LED ZEPPELIN – Boxed Set 2 (1993 Atlantic)
Take a trip back to September, 1993. Led Zeppelin had no greatest hits albums available and just three years previous, the monstrous Led Zeppelin box set was a smash hit. I believe it was the most successful box set ever at the time!
It was, however, just a sampling of Zeppelin’s catalogue. A generous sampling, but a sampling nevertheless. 31 album tracks were missing, as it was just a four disc set. The missing tracks are not throwaways though. How could you say that about “Good Times, Bad Times”, “Living Loving Maid”, “Out On The Tiles”, “The Rover”?
So, predictably, three years later came Box Set 2 with all those tracks plus the recently discovered “Baby Come On Home”. The result is a complementary set; you really can’t have one without the other. Having both sets is how I originally heard the Zeppelin catalogue, and I do have a certain nostalgia for these sets.
Much like the first box, this set was lovingly sequenced and remastered by Jimmy Page himself. As such, the track order takes you on a journey of sorts. Unfortunately it’s just not as epic a journey as the first box. How can there be? With no “Kashmir” or “Stairway” available, it could never be as monumental. Still, it’s a pretty cool trip. Starting you off on disc one with “Good Times, Bad Times” and closing disc 2 with the melancholy “Tea For One”, this tracklist does what it was meant to do.
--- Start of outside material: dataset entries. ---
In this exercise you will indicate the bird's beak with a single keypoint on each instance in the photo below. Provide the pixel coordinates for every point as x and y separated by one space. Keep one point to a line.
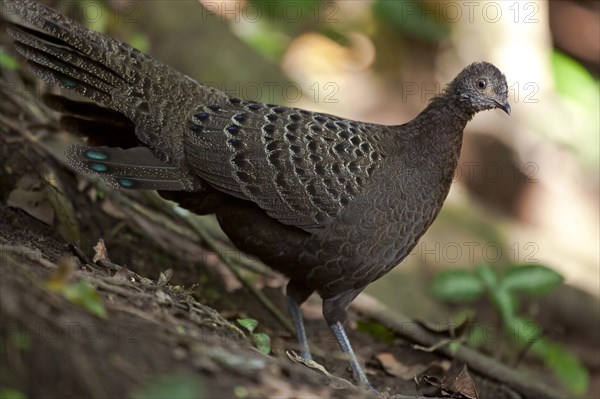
505 106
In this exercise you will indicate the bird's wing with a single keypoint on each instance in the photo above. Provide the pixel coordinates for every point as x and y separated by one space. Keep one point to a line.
301 167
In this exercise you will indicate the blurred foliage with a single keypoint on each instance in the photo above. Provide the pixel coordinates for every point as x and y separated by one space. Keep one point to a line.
504 291
413 18
178 386
581 93
261 340
8 393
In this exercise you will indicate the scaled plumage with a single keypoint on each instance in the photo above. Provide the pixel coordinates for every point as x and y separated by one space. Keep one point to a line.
333 204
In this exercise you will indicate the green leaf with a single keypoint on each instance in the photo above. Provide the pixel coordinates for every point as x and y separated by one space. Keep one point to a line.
567 367
531 279
486 274
523 331
262 342
85 295
8 393
413 18
506 304
457 286
249 324
377 330
477 336
7 61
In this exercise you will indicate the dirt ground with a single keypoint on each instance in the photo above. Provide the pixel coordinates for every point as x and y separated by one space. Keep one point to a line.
152 313
168 326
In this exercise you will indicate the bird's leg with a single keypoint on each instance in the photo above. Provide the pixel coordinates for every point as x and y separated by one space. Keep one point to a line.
299 327
359 375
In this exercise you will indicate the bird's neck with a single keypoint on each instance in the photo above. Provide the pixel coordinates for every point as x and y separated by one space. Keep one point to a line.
444 118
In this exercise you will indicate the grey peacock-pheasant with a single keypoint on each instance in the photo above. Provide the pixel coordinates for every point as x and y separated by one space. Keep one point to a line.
333 204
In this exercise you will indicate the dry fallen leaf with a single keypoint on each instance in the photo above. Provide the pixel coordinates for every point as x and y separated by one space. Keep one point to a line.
463 385
30 196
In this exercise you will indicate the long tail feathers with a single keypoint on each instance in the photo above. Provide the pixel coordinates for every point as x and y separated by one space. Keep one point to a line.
133 168
154 97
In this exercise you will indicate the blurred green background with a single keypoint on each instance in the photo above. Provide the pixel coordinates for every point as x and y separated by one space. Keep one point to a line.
527 187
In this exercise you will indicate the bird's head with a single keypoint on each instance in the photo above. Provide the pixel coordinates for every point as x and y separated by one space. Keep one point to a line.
483 86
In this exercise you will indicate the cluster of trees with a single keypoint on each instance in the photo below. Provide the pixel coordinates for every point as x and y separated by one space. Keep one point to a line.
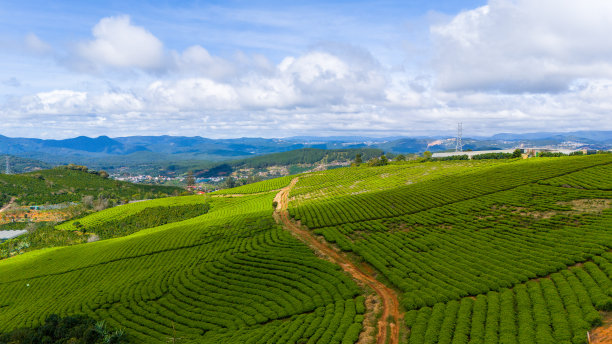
83 168
75 329
39 235
71 184
381 160
147 218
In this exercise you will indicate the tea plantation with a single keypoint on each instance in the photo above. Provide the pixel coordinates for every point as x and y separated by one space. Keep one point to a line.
514 251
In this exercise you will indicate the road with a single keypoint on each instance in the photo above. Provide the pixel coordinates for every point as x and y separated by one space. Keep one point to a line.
390 320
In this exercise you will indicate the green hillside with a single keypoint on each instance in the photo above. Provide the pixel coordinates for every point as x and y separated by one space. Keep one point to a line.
62 184
510 251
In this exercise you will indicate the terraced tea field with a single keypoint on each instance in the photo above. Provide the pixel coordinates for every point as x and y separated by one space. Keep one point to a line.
471 252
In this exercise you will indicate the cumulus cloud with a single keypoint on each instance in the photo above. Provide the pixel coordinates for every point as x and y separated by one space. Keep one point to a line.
500 67
119 43
524 46
34 44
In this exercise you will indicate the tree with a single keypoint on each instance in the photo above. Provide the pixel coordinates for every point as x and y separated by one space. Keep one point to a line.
230 182
358 159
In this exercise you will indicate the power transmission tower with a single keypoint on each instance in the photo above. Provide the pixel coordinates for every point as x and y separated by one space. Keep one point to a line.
459 147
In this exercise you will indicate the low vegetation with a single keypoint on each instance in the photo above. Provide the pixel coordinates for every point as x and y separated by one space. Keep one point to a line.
479 251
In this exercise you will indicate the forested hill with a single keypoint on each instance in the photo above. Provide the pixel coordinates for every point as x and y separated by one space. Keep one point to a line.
64 184
309 156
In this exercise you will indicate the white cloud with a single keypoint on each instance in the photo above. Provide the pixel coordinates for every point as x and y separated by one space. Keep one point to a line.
524 45
118 43
35 45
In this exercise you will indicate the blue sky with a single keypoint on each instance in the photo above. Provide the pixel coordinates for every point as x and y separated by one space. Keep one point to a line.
277 68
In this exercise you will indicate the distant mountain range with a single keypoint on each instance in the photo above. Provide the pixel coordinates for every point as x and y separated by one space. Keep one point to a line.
104 150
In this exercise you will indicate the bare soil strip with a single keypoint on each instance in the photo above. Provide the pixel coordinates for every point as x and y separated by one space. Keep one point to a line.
602 334
390 320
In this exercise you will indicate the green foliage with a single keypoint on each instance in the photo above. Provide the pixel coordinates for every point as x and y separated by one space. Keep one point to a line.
147 218
462 229
494 156
71 184
77 329
230 276
258 187
39 235
452 158
115 214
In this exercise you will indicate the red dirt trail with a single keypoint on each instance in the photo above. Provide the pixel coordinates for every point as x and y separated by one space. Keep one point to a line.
390 320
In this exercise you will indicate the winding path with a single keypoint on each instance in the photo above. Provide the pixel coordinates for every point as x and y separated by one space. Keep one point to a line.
390 320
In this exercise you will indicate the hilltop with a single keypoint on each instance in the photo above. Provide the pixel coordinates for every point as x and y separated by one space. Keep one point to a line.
154 153
413 252
67 184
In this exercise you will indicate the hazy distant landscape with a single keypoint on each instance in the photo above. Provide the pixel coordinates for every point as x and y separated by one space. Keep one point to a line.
306 172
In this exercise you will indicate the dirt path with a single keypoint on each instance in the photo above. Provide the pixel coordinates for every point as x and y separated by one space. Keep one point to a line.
8 205
390 320
602 334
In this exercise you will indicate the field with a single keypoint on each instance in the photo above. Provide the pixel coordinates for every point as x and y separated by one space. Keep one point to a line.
482 251
59 185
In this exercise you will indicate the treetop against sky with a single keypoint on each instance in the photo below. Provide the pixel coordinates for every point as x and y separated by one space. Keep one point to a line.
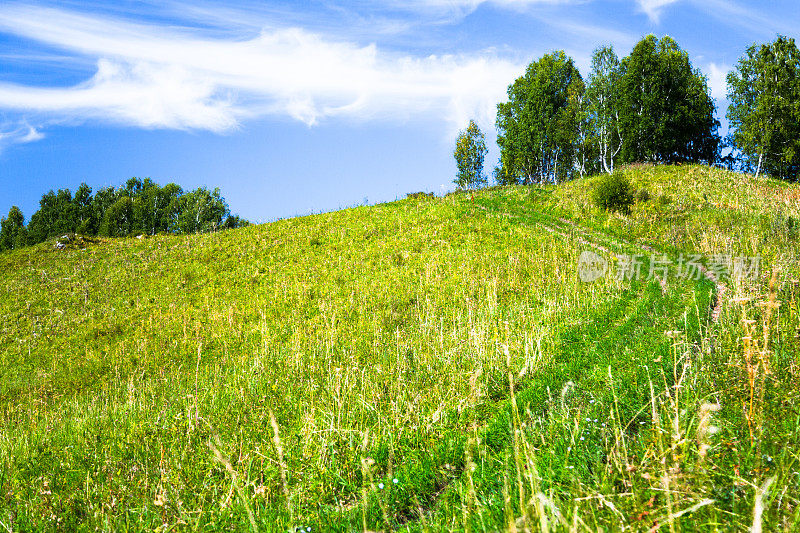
298 107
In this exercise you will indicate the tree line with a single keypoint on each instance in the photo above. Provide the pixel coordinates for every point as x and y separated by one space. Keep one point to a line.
141 206
650 106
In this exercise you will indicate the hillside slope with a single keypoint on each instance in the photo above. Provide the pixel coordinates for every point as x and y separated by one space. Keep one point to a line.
431 363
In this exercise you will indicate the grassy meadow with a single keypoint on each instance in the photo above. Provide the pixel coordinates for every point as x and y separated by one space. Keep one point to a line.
430 364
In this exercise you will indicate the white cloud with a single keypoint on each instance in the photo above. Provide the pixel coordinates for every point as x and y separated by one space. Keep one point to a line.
717 80
166 77
653 8
22 133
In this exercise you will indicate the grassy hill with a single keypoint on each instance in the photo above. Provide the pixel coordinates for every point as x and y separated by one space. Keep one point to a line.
428 364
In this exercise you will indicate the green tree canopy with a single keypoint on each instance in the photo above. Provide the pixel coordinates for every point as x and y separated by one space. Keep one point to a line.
201 210
666 113
469 154
603 106
764 112
13 233
56 215
538 126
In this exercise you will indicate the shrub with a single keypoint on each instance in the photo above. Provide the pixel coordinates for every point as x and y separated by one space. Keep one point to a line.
613 192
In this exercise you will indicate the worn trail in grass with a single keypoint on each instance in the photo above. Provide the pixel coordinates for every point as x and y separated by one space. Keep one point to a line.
427 365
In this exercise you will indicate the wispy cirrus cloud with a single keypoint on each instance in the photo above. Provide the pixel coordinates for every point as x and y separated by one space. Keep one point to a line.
157 76
19 134
653 8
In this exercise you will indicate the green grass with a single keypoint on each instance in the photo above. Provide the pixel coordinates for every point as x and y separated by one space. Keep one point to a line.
287 374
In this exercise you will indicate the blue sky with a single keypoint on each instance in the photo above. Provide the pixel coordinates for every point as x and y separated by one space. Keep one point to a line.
307 106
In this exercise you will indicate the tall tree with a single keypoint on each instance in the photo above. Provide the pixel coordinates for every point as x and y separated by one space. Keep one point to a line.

Sandwiched between there are some of the best Zeppelin album cuts of all time.
I don’t think I need to go over highlights. I do? Alright. “Down By the Seaside” is simply gorgeous, one of my personal favourite Zeppelin songs. It’s in my top five for sure. Although it’s a bit silly, I dig the country hoe-down of “Hot Dog”. It’s certainly the heaviest country music I ever heard. With John Bonham on drums, how could it not be? “That’s the Way” is another beauty, acoustic and pretty. It’s “Carouselambra” that throws me the most, a complex swirl of synthesizers and howling Plant vocals.
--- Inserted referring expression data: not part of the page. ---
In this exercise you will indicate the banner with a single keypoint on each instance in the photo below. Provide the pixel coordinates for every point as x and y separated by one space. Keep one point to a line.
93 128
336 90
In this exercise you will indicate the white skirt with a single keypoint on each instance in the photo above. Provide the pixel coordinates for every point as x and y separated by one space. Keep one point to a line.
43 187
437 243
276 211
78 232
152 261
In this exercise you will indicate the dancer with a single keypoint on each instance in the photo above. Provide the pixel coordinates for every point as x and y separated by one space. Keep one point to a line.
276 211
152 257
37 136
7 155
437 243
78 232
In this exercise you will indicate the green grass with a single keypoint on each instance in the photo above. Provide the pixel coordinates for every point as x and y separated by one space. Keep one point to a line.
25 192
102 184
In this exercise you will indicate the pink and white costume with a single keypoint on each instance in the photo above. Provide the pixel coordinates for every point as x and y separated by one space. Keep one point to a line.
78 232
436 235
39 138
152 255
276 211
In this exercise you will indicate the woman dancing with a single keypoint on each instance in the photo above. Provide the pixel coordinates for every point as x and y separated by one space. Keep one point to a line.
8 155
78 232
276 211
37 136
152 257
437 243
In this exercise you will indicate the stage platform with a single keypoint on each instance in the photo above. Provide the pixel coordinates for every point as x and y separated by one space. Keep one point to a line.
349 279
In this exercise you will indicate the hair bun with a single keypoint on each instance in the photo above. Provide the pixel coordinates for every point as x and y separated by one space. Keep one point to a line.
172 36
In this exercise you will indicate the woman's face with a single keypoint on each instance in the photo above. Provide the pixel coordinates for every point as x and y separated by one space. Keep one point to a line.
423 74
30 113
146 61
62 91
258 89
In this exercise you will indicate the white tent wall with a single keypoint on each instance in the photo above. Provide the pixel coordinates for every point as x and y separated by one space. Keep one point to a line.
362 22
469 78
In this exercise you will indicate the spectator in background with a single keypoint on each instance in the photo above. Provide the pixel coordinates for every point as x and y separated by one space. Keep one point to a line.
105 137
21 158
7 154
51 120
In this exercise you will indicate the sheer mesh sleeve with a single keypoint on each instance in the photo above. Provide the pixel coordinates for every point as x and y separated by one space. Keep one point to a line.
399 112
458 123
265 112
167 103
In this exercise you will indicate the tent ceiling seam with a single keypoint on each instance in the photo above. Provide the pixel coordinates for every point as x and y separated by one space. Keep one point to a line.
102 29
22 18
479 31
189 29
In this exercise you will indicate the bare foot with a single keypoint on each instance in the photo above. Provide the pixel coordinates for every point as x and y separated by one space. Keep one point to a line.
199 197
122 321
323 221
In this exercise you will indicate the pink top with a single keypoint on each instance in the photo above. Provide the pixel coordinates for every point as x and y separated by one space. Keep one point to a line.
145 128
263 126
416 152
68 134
The sound quality was great for its time, but technology, tastes and standards change. The songs have been remastered since, and will be again. Personally I have no qualms with the sound and I still enjoy this box to this day, even though I own the massive 10-disc Complete Studio Recordings as well. Really, my only issue was the inclusion of just one previously unreleased song. “Baby Come On Home” is a wonderful slice of soul, a young Plant belting about a cheating woman while Pagey plays some elegant notes behind him. Yet, as we saw later with the release of the BBC Sessions, there was more in the vaults. Why couldn’t “The Girl I Love She Got Long Black Wavy Hair” or “Something Else” be included here much like “Traveling Riverside Blues” was included on the first box set? We know Jimmy has dug up more rarities since.
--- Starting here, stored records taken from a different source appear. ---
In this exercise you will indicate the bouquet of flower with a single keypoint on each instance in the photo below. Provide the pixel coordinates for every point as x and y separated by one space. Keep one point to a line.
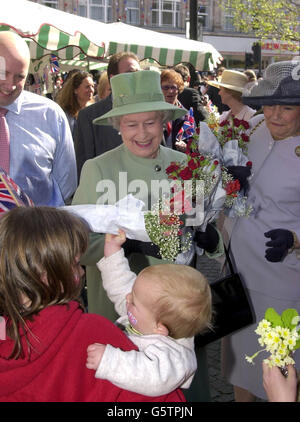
279 336
161 225
229 145
200 178
213 117
233 129
165 229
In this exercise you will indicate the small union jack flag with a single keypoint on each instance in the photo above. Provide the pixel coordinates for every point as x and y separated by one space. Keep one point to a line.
54 65
11 195
187 130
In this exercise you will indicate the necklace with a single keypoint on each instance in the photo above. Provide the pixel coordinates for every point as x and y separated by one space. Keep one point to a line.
256 127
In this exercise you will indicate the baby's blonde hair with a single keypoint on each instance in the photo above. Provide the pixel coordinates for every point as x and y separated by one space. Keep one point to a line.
183 303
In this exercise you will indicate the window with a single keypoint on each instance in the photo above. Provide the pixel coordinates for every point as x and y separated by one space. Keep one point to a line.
100 10
50 3
82 8
166 13
228 24
204 17
132 12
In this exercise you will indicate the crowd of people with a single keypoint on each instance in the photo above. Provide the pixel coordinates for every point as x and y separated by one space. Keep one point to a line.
142 311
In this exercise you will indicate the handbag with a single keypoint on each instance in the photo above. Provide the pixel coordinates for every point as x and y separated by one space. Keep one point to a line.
232 309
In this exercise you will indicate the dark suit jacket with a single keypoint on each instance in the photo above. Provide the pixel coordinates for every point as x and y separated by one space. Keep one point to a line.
190 97
92 140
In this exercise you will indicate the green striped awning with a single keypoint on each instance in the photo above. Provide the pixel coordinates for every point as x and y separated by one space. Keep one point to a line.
51 40
165 56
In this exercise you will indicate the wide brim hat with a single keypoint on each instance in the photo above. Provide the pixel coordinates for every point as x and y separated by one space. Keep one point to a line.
138 92
280 85
231 79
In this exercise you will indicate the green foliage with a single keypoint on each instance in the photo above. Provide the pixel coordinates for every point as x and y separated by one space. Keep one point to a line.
288 319
273 317
273 19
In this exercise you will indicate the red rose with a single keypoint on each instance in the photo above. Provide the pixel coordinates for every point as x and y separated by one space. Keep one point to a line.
245 124
172 167
245 137
185 174
232 187
193 164
223 123
236 122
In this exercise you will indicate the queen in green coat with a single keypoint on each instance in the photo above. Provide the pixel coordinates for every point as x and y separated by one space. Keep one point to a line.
139 112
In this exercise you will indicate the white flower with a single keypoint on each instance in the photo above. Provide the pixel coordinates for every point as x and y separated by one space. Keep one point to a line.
249 359
290 342
289 361
263 327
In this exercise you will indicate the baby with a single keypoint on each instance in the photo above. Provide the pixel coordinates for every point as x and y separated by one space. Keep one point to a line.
162 309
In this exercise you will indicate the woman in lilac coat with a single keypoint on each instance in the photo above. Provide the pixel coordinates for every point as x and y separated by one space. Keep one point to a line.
265 247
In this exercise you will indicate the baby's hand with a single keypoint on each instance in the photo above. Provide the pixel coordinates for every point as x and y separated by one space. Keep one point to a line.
95 352
113 242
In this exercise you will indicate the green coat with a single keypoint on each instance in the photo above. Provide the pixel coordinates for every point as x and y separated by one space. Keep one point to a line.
108 166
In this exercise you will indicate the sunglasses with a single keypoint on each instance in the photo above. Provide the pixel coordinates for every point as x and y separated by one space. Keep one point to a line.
171 87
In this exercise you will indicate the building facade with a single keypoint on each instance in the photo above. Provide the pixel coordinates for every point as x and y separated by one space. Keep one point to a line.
215 25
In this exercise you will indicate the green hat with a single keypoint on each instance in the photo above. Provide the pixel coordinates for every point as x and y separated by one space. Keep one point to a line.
137 92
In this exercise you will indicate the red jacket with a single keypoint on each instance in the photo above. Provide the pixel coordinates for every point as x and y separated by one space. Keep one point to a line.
55 370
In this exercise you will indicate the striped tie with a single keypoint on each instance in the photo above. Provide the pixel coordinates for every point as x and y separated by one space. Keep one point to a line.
4 140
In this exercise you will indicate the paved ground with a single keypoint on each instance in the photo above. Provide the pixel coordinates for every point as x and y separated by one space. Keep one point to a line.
220 390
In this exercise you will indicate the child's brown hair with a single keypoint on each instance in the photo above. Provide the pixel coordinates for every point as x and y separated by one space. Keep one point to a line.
39 247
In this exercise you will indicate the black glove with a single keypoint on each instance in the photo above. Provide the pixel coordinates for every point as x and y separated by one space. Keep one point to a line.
281 241
241 173
207 240
144 248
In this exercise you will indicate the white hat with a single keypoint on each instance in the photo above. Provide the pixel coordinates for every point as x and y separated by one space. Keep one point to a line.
231 79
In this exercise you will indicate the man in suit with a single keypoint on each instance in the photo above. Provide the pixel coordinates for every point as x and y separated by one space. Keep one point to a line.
92 140
190 97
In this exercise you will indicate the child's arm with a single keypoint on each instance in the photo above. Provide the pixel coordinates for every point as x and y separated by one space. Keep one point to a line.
113 243
278 387
116 275
160 368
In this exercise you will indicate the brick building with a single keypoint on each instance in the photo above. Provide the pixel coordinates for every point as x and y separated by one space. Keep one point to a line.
172 16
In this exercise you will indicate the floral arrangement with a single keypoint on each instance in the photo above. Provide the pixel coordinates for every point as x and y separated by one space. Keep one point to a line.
202 167
213 117
196 167
279 336
165 229
229 129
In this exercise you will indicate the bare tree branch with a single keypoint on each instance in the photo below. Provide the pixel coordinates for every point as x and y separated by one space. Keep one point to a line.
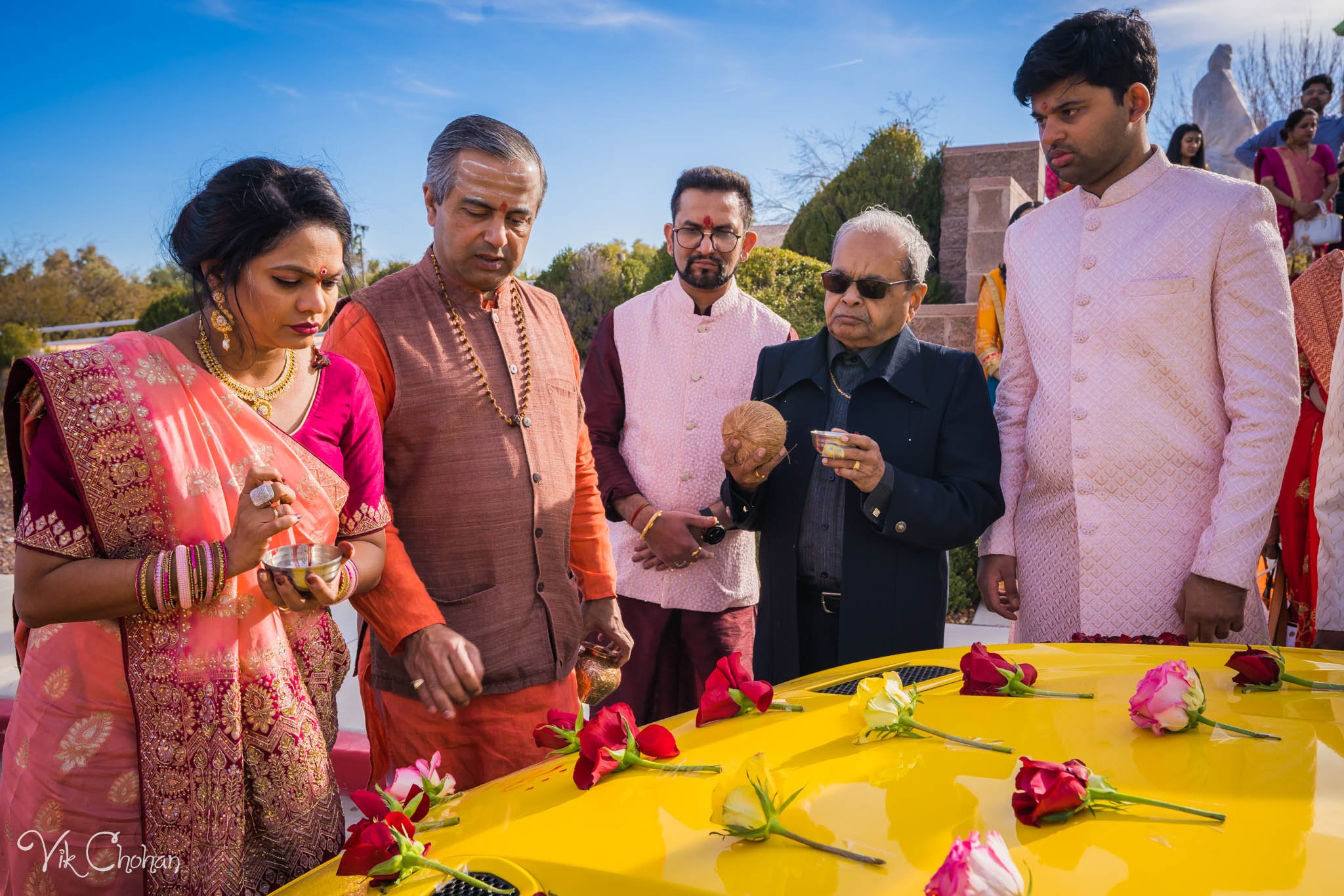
1270 74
It is what it is. Maybe it was a bit shameful to bait die-hard fans with one new song, but the remastering of the set was also considered a major selling feature. The set, being only a 2 disc set, is physically much smaller than the original, and contains one new essay, by David Fricke. The packaging is quite beautiful, and everything from the cover art to the layout echoes the first box. Clearly, you are meant to have both.